Se distraire

La Moustache, de Emmanuel Carrère

Je ne m’attendais pas à quelque chose de débile comme ça. J’avais entendu dire que c’était drôle, mais je n’avais pas compris que c’était aussi malaisant et troublant et complètement cinglé. Seriez-vous plus du genre à rire de délice ou à fuir, écoeurés?

Résumé

Le narrateur se rase tous les jours. Il aime garder sa moustache bien nette. Un jour, il demande à sa femme : “Est-ce que tu penses que tu m’aimerais sans moustache?” Elle répond : “Je ne sais pas, je t’ai toujours connu sans. Mais ça pourrait être joli, oui.”

Il décide alors de la surprendre, et lors de sa séance de rasage quotidienne, il rase sa moustache. Il attend la réaction de sa femme. Mais celle-ci ne vient jamais.
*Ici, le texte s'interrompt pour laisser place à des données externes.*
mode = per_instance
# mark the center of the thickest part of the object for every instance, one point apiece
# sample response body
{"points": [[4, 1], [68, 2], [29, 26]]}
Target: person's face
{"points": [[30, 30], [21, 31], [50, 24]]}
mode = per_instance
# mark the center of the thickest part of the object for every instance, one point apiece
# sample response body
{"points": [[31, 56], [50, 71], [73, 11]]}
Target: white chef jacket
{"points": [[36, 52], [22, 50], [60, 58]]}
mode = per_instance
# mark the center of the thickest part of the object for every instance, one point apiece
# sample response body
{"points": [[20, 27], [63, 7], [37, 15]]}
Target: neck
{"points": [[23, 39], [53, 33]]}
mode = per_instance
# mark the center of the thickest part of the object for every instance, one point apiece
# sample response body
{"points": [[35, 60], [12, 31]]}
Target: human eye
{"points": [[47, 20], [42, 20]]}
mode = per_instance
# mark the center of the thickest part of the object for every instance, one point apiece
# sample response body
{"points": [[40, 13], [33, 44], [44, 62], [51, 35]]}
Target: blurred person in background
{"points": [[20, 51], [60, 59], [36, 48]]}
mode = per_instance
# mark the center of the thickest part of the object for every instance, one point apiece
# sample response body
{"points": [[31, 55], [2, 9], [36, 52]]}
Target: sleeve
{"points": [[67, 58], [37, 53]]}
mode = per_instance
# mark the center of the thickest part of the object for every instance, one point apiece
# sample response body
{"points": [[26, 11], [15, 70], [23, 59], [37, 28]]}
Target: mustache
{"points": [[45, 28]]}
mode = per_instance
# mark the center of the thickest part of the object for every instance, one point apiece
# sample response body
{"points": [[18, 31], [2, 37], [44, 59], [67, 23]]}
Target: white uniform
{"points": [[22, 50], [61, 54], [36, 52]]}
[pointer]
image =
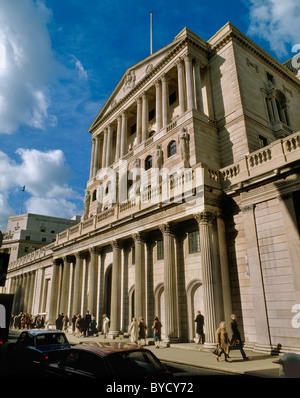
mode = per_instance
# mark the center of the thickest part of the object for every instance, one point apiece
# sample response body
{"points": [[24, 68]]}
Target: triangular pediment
{"points": [[132, 77]]}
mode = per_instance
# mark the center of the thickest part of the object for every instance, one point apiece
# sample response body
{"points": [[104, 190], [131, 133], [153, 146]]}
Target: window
{"points": [[160, 250], [133, 129], [151, 114], [172, 149], [148, 162], [172, 98], [194, 242], [270, 78], [262, 141]]}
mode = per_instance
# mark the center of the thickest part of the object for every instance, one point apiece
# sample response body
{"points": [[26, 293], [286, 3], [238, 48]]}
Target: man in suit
{"points": [[236, 337], [199, 327], [87, 324]]}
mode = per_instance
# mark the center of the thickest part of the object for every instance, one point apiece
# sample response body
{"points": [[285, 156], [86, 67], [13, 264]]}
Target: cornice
{"points": [[233, 34], [185, 42]]}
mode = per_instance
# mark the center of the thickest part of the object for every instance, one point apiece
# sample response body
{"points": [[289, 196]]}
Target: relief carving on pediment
{"points": [[129, 82]]}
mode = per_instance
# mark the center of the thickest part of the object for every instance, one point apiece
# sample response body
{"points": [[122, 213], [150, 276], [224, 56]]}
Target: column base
{"points": [[170, 340], [113, 334], [207, 346]]}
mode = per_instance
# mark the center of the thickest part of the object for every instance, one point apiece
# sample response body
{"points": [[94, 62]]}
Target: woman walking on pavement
{"points": [[223, 341]]}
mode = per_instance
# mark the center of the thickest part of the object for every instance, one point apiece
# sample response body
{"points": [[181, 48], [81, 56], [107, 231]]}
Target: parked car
{"points": [[109, 360], [36, 347]]}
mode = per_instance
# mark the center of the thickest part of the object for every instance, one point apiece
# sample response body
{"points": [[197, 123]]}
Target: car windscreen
{"points": [[134, 363], [51, 339]]}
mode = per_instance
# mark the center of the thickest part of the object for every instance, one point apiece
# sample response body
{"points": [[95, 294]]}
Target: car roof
{"points": [[36, 332], [107, 348]]}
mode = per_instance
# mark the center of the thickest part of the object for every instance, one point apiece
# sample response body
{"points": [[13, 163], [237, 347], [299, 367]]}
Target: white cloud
{"points": [[45, 176], [277, 22], [28, 67]]}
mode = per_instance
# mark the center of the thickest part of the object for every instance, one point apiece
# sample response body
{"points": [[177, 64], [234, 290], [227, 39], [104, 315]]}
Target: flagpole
{"points": [[23, 190], [151, 41]]}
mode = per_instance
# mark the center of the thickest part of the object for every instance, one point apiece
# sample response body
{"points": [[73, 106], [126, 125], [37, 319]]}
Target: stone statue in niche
{"points": [[87, 200], [158, 157], [184, 147]]}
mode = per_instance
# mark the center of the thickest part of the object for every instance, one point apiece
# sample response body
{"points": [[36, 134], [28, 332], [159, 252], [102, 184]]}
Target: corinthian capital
{"points": [[168, 228], [205, 218]]}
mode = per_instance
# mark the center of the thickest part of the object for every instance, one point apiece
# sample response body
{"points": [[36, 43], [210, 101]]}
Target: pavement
{"points": [[258, 365]]}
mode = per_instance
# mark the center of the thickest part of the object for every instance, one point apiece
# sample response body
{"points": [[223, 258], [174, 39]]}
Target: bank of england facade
{"points": [[192, 201]]}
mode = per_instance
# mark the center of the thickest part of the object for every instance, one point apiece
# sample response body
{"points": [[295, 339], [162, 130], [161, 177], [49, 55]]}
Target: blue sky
{"points": [[61, 59]]}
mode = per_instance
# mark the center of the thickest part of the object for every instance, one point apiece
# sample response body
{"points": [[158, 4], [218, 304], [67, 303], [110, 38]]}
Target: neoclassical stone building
{"points": [[192, 201]]}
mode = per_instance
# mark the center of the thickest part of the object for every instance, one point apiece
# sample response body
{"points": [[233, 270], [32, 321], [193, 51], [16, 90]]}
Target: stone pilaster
{"points": [[93, 277], [115, 321], [170, 288], [53, 308], [180, 73], [205, 220], [77, 284], [140, 288]]}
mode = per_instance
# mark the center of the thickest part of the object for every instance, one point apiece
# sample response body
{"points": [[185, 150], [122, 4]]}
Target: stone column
{"points": [[53, 307], [170, 286], [165, 100], [145, 116], [77, 284], [93, 277], [260, 312], [92, 159], [275, 109], [124, 134], [31, 291], [104, 149], [140, 287], [150, 285], [205, 220], [199, 100], [115, 321], [96, 156], [226, 291], [108, 146], [158, 105], [139, 120], [65, 286], [119, 126], [180, 73], [26, 291], [189, 82]]}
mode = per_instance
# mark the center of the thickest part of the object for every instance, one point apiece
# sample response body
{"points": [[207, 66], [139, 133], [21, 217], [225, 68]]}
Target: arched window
{"points": [[172, 149], [282, 107], [148, 162]]}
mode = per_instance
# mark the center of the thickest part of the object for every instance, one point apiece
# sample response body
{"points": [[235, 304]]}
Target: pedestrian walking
{"points": [[105, 325], [199, 327], [87, 324], [65, 323], [157, 332], [78, 326], [73, 321], [142, 331], [134, 331], [236, 342], [223, 341]]}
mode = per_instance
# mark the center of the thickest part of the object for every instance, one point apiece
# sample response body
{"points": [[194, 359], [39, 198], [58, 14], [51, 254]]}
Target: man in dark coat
{"points": [[87, 324], [236, 337], [199, 327]]}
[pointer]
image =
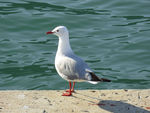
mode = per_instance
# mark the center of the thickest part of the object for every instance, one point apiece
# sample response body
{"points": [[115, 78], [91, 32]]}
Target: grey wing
{"points": [[73, 67]]}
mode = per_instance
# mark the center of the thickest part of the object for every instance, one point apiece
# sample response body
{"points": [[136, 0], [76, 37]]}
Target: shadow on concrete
{"points": [[112, 105], [120, 107]]}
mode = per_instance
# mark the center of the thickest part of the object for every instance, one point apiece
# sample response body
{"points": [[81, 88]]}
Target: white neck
{"points": [[64, 46]]}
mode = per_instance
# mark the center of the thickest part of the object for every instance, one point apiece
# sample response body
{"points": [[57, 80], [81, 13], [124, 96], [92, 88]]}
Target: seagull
{"points": [[68, 65]]}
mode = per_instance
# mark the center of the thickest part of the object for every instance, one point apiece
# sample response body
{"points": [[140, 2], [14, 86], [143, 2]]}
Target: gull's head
{"points": [[60, 31]]}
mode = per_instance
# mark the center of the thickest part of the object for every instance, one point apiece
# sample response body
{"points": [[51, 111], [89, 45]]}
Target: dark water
{"points": [[112, 36]]}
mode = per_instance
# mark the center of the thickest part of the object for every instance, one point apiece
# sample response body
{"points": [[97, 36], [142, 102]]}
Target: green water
{"points": [[112, 36]]}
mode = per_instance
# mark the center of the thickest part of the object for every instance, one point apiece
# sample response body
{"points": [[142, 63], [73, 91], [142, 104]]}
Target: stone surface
{"points": [[82, 101]]}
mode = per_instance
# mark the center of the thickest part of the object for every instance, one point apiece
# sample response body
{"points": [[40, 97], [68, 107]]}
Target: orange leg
{"points": [[69, 93], [72, 90]]}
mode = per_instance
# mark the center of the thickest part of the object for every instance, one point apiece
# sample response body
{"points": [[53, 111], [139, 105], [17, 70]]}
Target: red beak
{"points": [[49, 32]]}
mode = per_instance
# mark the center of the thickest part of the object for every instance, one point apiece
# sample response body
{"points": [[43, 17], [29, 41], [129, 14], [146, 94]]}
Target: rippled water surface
{"points": [[112, 36]]}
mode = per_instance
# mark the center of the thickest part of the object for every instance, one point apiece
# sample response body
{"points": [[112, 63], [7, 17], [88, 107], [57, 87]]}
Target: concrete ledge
{"points": [[82, 101]]}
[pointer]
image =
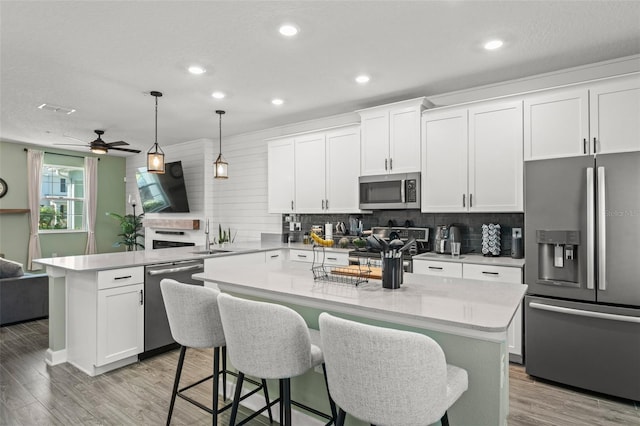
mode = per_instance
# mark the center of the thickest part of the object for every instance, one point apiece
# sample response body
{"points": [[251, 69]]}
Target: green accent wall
{"points": [[14, 227]]}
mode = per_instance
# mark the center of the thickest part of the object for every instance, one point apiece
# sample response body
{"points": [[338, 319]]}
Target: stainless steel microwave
{"points": [[393, 191]]}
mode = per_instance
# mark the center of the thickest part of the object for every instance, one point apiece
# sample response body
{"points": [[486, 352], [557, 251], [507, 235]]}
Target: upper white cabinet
{"points": [[315, 172], [391, 137], [472, 159], [595, 118], [280, 180], [614, 108]]}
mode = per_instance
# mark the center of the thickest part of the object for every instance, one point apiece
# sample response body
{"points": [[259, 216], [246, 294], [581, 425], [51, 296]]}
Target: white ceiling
{"points": [[103, 57]]}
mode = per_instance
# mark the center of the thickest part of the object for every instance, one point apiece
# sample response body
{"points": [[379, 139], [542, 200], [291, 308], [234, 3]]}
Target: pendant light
{"points": [[155, 156], [221, 166]]}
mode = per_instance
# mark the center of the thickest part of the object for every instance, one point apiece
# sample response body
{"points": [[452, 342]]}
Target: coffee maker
{"points": [[445, 235]]}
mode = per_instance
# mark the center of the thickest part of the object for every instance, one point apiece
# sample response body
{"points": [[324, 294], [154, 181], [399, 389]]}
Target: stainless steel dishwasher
{"points": [[157, 335]]}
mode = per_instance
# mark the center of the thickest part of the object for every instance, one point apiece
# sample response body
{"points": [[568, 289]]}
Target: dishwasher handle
{"points": [[154, 272]]}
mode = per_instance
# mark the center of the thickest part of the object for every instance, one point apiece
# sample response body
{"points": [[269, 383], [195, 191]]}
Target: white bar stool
{"points": [[194, 320], [270, 341], [388, 377]]}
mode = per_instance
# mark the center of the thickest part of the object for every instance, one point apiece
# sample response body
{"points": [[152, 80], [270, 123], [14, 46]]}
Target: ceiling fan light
{"points": [[155, 156], [98, 150]]}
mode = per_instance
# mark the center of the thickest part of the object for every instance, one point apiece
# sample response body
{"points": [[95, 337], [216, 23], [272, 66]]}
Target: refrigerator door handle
{"points": [[590, 229], [602, 232], [583, 313]]}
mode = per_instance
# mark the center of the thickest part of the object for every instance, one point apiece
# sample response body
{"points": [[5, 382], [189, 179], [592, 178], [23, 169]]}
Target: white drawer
{"points": [[274, 256], [502, 274], [442, 269], [120, 277], [300, 255]]}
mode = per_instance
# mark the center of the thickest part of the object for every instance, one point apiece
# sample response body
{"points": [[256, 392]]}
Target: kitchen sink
{"points": [[211, 251]]}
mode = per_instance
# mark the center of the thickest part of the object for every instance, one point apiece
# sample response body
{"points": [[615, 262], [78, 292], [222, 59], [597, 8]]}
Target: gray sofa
{"points": [[23, 297]]}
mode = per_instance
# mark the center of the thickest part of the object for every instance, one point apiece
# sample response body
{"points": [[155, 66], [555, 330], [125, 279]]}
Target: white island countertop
{"points": [[473, 308]]}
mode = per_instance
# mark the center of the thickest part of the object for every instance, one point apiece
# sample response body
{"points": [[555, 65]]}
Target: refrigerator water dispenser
{"points": [[557, 257]]}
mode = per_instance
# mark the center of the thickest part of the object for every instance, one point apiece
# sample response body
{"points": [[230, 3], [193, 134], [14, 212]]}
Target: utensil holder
{"points": [[392, 272]]}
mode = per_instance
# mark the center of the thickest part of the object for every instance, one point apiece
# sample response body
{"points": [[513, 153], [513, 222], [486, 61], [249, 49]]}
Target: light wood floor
{"points": [[32, 393]]}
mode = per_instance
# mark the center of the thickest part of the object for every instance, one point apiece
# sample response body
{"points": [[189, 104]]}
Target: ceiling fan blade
{"points": [[116, 143], [126, 150]]}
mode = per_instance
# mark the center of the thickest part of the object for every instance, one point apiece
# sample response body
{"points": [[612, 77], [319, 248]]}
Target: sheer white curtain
{"points": [[34, 180], [91, 201]]}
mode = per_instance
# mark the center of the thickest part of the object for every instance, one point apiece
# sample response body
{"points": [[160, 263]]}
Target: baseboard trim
{"points": [[55, 357]]}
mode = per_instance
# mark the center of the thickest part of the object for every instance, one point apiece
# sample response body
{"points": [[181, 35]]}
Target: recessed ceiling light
{"points": [[197, 69], [493, 44], [362, 79], [288, 30]]}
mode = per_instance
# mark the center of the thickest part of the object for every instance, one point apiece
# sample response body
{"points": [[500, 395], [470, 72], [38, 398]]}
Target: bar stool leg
{"points": [[331, 403], [266, 399], [216, 383], [224, 373], [236, 399], [176, 383]]}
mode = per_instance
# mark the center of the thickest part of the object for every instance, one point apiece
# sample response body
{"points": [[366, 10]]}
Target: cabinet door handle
{"points": [[123, 278]]}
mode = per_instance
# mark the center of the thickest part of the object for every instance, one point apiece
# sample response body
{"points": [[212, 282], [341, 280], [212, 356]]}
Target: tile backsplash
{"points": [[470, 223]]}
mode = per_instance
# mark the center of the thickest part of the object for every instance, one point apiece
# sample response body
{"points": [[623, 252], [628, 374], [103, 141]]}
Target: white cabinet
{"points": [[105, 318], [315, 172], [331, 257], [280, 179], [391, 138], [472, 159], [502, 274], [594, 118], [327, 170], [614, 108], [437, 268]]}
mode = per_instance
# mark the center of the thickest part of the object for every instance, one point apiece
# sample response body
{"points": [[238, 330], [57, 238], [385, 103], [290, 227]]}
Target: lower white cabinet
{"points": [[440, 269], [473, 271], [330, 257], [105, 318], [502, 274]]}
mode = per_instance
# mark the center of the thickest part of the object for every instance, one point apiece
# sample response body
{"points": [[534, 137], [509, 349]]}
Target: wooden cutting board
{"points": [[359, 271]]}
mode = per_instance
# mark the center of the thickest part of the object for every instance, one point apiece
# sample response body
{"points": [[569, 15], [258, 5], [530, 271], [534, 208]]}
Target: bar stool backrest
{"points": [[193, 314], [265, 339], [384, 376]]}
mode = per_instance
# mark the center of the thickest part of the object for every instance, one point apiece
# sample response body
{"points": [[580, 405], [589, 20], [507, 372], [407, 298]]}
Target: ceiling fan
{"points": [[99, 146]]}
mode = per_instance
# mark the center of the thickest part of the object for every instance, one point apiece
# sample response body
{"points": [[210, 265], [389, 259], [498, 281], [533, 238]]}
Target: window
{"points": [[62, 198]]}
Elle ne fait aucun commentaire, ne démontre aucun signe de surprise, absolument rien. Déboussolé, il refuse toutefois de pointer l’évidence. Elle doit faire une blague, une drôle de blague, mais elle finira par céder. Mais lors d’un souper avec de vieux amis, encore une fois, personne ne souligne le changement drastique sur son visage. Pire: sa femme insiste sur le fait qu’il n’a jamais eu de moustache.

D’un acte banal, on dégringole alors rapidement vers la paranoïa… et la folie.

Impressions

Certaines personnes n’ont pas aimé le livre, parce que la fin ne conclut rien et que le livre ne fait aucun sens. Moi, je trouve que c’est sa force.

J’ai trouvé fascinant à quel point on passait d’un événement si banal à un malaise aussi grand, et ce, si graduellement. On ne se doute jamais à quel point ça peut mal tourner, à quel point la prochaine étape sera tordue, on comprend les gestes du narrateur et, comme lui, on est complètement désarçonnés par la réaction du monde autour de lui. On ne comprend rien, et lui non plus. Et quand la goutte finale vient faire déborder le vase, on comprend pourquoi le narrateur fait ce qu’il fait.

Ce n’est pas un roman très profond, mais c’est certainement un roman qui suscite des émotions plutôt intenses, et on ne peut nier qu’Emmanuel Carrère écrit bien. (Enfin, oui, sûrement qu’on peut le nier, mais je ne suis pas d’accord.) Ce sont des petites montagnes russes dans un livre somme tout court et facilement digérable. Emmanuel Carrère est un auteur reconnu et encensé, et comme premier contact, je trouve que La Moustache est parfait.